Last Call Review of draft-ietf-drip-rid-24
review-ietf-drip-rid-24-iotdir-lc-haberman-2022-05-04-00

I am the IoT Directorate reviewer for this draft. Please treat these comments
as normal last call comments.

From an IoT perspective, I believe this draft is nearly ready and I do not see
anything described here that would be an impact on IoT devices. I only came
across a few nits that may be worth addressing. Please let me know if you would
like to discuss any of these...

1. In the Introduction, it mentions a 20-character identifier and references
ID-1 from the DRIP requirements document. That requirements document calls out
a 19-byte identifier. Can you clarify?

2. In 2.3, the definition of a HIT is indicated to be 128 bits long, but there
is not an indicated length for HHITs. The later definition of HHIT generation,
in section 3.5, tells me it is also 128 bits long, but it may be good to
clarify this definition.

3. Section 3 - similar to the comment above, the second paragraph omits the
28-bit prefix in its description of the HHIT, which initially led me to think
of the HHIT as being 100 bits long.

4. The HHIT Suite ID description in section 3.2 is a bit confusing. It appears
that the registry described is for the 8-bit enhanced Suite ID, but it is
unclear why value 16 is marked as RESERVED.

5. Section 3.2.1 - Private Use reservations in IANA registries have been
problematic in some instances. Is there a risk of "de facto standardization" in
those two private use reservations? Would it make more sense to allow for
provisional allocations that could be transitioned to permanent ones?

6. Section 3.3.1 - I see a few instances of lower-case "must" here that could
be read as needing to be "MUST" (e.g., maintaining a DNS zone) for
interoperability reasons.

7. Section 3.3.1 - I would suggest changing "raa.bar.com" to "raa.example.com"
to comply with the rules for using domain names in documents.

8. Section 3.4.1.1 - The EdDSA Curve field is populated using the values from
figure 2? The 16-bit field adjacent to the EdDSA Curve field is Reserved?
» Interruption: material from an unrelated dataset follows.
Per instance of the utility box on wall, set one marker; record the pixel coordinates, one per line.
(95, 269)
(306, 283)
9. Section 4.2 discusses the use of DNSSEC to provide trusted mappings and
section 5 talks about DNS-over-TLS as a viable alternative to DNSSEC. Later in
the document, it states that this document will not make any firm
recommendations on the mapping service. I will note that DNS-over-TLS is not a
sufficient replacement for DNSSEC as they address two different problems.
Additionally, DNS-over-TLS does define two different profiles of operation.
Please ensure that another document discusses the functions needed in this
mapping service and provides MTI guidance to ensure there is always an
available mapping service in all use cases.

10 Section 8.1 - I am not sure why "Reserved-by-Protocol" is listed as
"False?". Given that these identifiers are indistinguishable from IPv6
addresses, do you want all IPv6 implementations to handle these in a special
way if they are seen as either a source or destination address? Similar to
ORCHID, I would expect this value to be FALSE.